I remember Roy as taciturn.  Cool.  That afternoon and the few times we've spoken since, he and I probably have had more to say to one another than the whole time we were in school together.  More, even, than when the "Mean Mobile 13" made the trip down to Sippi (Holly Springs) piled nearly on top of one another in a fonky, old van to do a get-out-the-vote thing with Charles Evers' people.

And then just as I was telling him I never ran into people from Howard, Cool Roy says nonchalantly, "Now, here's someone you remember from Howard."

I follow his gaze, and I see another brutha from back in the day, only it's been maybe 35 years since I last laid eyes on him. 

Unlike with Roy, I easily could have passed Jeff by on the street without a second glance; I wouldn't have recognized him immediately.  But as soon as Roy named him, I looked more closely -- and, sure enough, it was "Brother Purple." He was slimmer, but he had the same eyes.  And there was that familiar profile.

Roy had asked me earlier how I knew who he was.  I looked at him and told him he hadn't changed.  And he hadn't -- not really.  Despite gaining a few pounds, he was much the same.  

I certainly could have asked him the same thing about me.  

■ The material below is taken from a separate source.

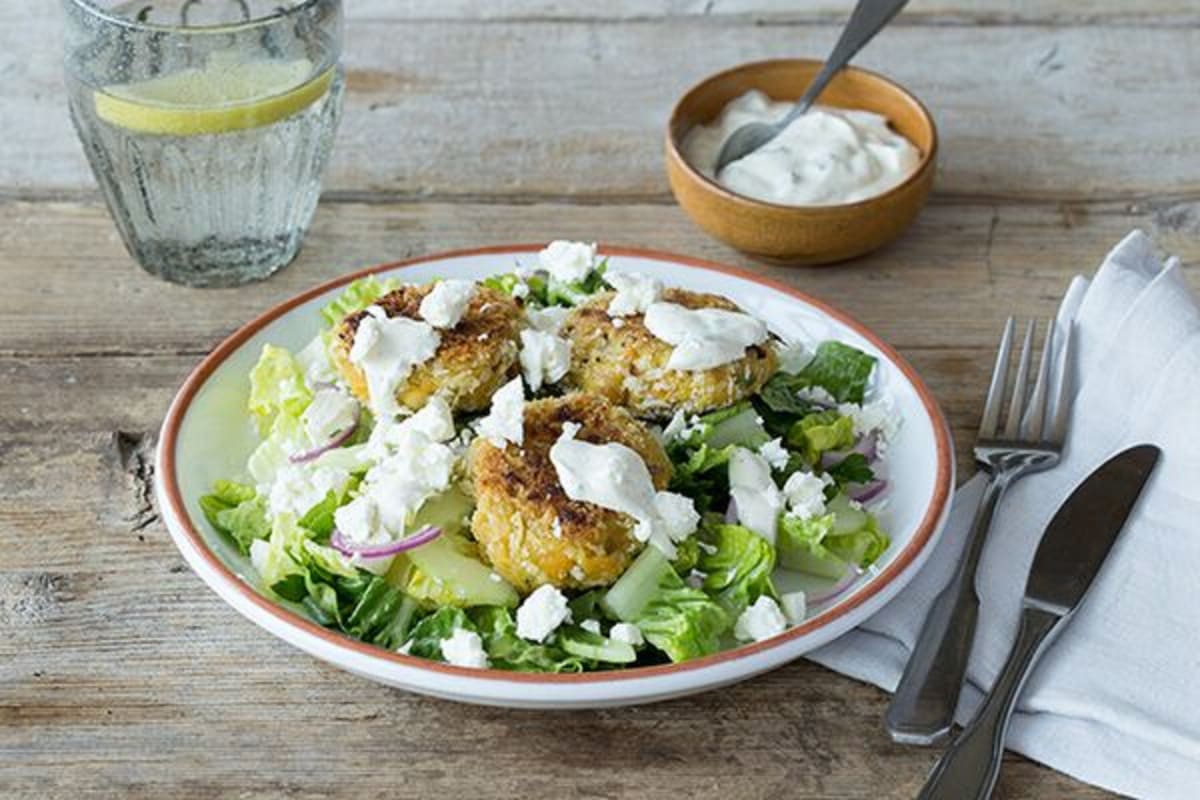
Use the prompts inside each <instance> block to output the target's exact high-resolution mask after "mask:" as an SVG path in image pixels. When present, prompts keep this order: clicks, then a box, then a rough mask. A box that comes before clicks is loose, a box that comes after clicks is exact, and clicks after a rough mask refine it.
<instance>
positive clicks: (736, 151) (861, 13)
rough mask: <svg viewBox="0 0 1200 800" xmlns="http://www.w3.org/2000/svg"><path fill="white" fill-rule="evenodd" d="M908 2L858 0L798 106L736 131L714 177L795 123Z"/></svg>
mask: <svg viewBox="0 0 1200 800" xmlns="http://www.w3.org/2000/svg"><path fill="white" fill-rule="evenodd" d="M907 2H908V0H858V5H857V6H854V12H853V13H852V14H851V16H850V22H847V23H846V29H845V30H844V31H842V32H841V38H839V40H838V43H836V44H835V46H834V48H833V53H830V54H829V60H828V61H826V62H824V66H823V67H821V72H820V73H817V77H816V78H814V80H812V83H811V84H809V88H808V89H806V90H805V91H804V96H803V97H800V100H799V101H797V103H796V107H794V108H793V109H792V110H791V112H788V113H787V115H786V116H785V118H784V119H781V120H780V121H778V122H748V124H745V125H743V126H742V127H739V128H738V130H737V131H734V132H733V136H731V137H730V138H728V139H726V140H725V144H724V145H721V152H720V154H719V155H718V156H716V167H715V168H714V169H713V174H714V175H715V174H719V173H720V172H721V169H722V168H725V166H726V164H728V163H730V162H733V161H737V160H738V158H742V157H744V156H749V155H750V154H751V152H754V151H755V150H757V149H758V148H761V146H762V145H764V144H767V143H768V142H770V140H772V139H774V138H775V137H776V136H779V133H780V132H781V131H782V130H784V128H786V127H787V126H788V125H791V124H792V121H793V120H794V119H796V118H798V116H799V115H802V114H803V113H804V112H806V110H809V107H810V106H812V102H814V101H815V100H816V98H817V96H818V95H821V92H822V91H824V88H826V86H827V85H828V84H829V82H830V80H833V77H834V76H835V74H838V73H839V72H840V71H841V68H842V67H844V66H846V65H847V64H850V60H851V59H852V58H854V55H856V54H857V53H858V52H859V50H860V49H863V46H865V44H866V43H868V42H870V41H871V40H872V38H875V35H876V34H878V32H880V31H881V30H883V26H884V25H887V24H888V23H889V22H892V18H893V17H895V16H896V14H898V13H899V12H900V10H901V8H904V7H905V5H906V4H907Z"/></svg>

I also was blessed to spend time earlier this year with another friend from Howard, a Kenyan citizen, for the first time in maybe 20 years -- now, sadly, deceased.  Kiagu (I love you, my dear brother) was ill and undergoing chemotherapy.  I found him much thinner and with graying hair and crowsfeet when he smiled.  But he still had the same beautiful face; chocolate skin; and clear, almond eyes.

Still, I'd have recognized him by his voice alone.  It had a lilting resonance, a serenity and dignity -- the kind of voice that beguiles old women and delights wide-eyed, burbling infants.  I even saved his voice mails for a time -- until it became too painful to hear them.  They are erased, and Kiagu is with the Ancestors.

Curious.  How distinct we are among billions.  And how, no matter what, there's almost always something very recognizable about each of us over time.  Through all the years and the changes, there's a sameness, a continuity, an essence that is constant.  It may be in the voice, the face, something in the eyes, a gait, a gesture, or merely a pose -- or something else completely inexplicable/intangible. 

But it's there.  In the end, something almost always gives us away. 

I guess it's kind of like how animals recognize one another after years of separation and changes of all kinds -- amputations, disfigurement, old age, debilitation. 

We're ratted out by some timeless something branded, seared into our DNA, and by the unerring second sight of others -- both traits likely developed over time to ensure the survival of the human family, the continuity of species or clan. These things are givens; we take them for granted. 

Yet, in the end, they really are truly remarkable:  inherence and discernment and the uncanny ken of kin.